Specs to confirm before ordering:

  • Function: continuous level transmitter (analog or digital), point-level switch (alarm at fixed point), or multi-point controller (high/low/empty)
  • Technology: ultrasonic (non-contact, sensitive to foam and condensation), 80 GHz radar (non-contact, dust/steam tolerant), capacitive (contact or non-contact, conductive or non-conductive media), vibrating fork (point switch, density-tolerant), conductivity (multi-electrode, conductive liquids only), guided-wave radar (rope or rod in the liquid, foam-tolerant)
  • Measurement range and accuracy
  • Process connection: threaded NPT/G, flanged, sanitary tri-clamp
  • Wetted parts: 316SS, Hastelloy, PTFE, PVDF, depending on media
  • Process temperature and pressure
  • Output: 4–20 mA analog, switch contact, IO-Link, HART, Profibus PA, Foundation Fieldbus
  • Hazardous-area certification if needed (ATEX, IECEx, Class I Div 1/2)
  • Cable or remote-mount electronics for high-temperature applications

Common gotchas: ultrasonic level transmitters fail on foam — the foam absorbs the acoustic pulse and the sensor reads either empty or wildly fluctuating. Radar sensors require a target large enough to fill the beam at the level; small vessels need careful beam-angle and antenna selection. Capacitive sensors need calibration on the installed media — moving a calibrated sensor to a different liquid usually requires recalibration. Conductivity level controllers work only on conductive liquids; pure water (low TDS) gives unreliable readings.

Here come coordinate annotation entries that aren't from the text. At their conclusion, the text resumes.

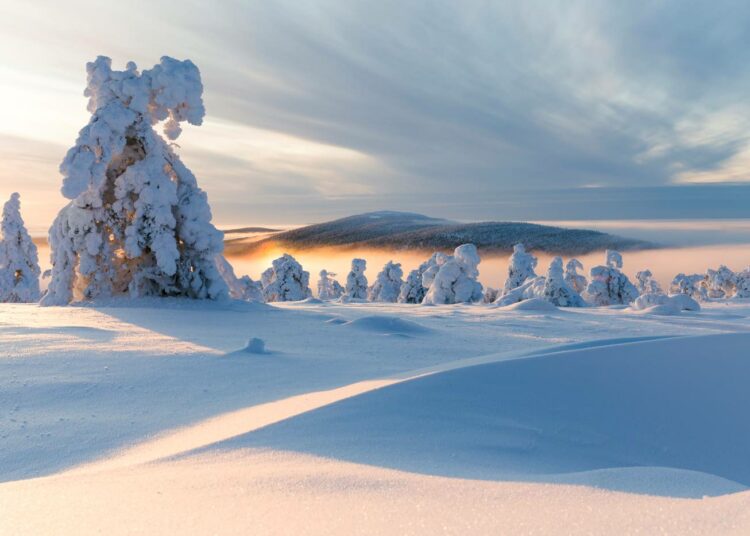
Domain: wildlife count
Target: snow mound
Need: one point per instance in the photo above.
(387, 325)
(533, 304)
(630, 410)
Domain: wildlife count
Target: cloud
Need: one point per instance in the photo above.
(358, 103)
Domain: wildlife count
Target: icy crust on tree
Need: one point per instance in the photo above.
(328, 287)
(520, 269)
(556, 289)
(137, 222)
(691, 285)
(19, 261)
(388, 283)
(576, 281)
(454, 280)
(609, 285)
(242, 288)
(285, 280)
(742, 284)
(721, 283)
(356, 281)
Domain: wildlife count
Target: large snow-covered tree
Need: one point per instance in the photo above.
(520, 269)
(609, 285)
(285, 280)
(19, 261)
(556, 288)
(455, 280)
(328, 287)
(356, 281)
(387, 285)
(137, 222)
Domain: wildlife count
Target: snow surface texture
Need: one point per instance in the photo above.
(356, 281)
(328, 287)
(137, 221)
(609, 285)
(454, 279)
(387, 286)
(19, 261)
(285, 280)
(193, 441)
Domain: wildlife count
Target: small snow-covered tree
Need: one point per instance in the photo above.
(285, 280)
(646, 284)
(242, 288)
(691, 285)
(520, 269)
(720, 283)
(356, 281)
(742, 284)
(137, 222)
(576, 281)
(556, 289)
(19, 262)
(387, 286)
(455, 280)
(328, 287)
(609, 285)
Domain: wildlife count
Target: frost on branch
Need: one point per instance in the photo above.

Typical applications: tank level on water and wastewater treatment, chemical mixing and dosing tanks, bulk-solid level in silos (radar or capacitive), pump dry-run protection (point switch), high-level alarm to prevent overfill, and submersible hydrostatic for well-water level. On legacy installations, in-kind replacement preserves the process connection, mounting depth, and controller scaling.

For obsolete level sensors, send the OEM part number for a sourcing quote.

Do you stock obsolete level sensors?
Yes. Discontinued VEGAPULS first generations, retired Magnetrol Pulsar, end-of-life Endress+Hauser FMR240, and earlier Sick UM30 are sourced through our supplier network.
Radar vs. ultrasonic — which should I pick for tank level?
Radar for steam, dust, vapor, condensation, and foaming environments. Ultrasonic for clean clear-liquid tanks without foam. Radar costs more but handles more environments reliably.
Will the sensor work on foamy liquids?
Guided-wave radar (rope or rod in the liquid) penetrates foam. Free-space radar penetrates most foam types. Ultrasonic fails on foam. Capacitive depends on the foam's dielectric properties.
Do I need a Class I Div 1 hazardous-area version?
Required if the level sensor will be in a Class I Div 1 area (flammable atmosphere always present during normal operation). Div 2 is for occasional presence. Match the original certification — substituting a non-rated sensor in a classified area is a code violation.
Can the sensor be cleaned with caustic or solvent?
Wetted parts compatibility is on the OEM datasheet. PTFE wetted parts handle most caustics and many solvents. Stainless variants handle most non-chloride media. Verify before installation.
What is the warranty?
12-month functional warranty. Wear or chemical attack from incompatible media is not covered.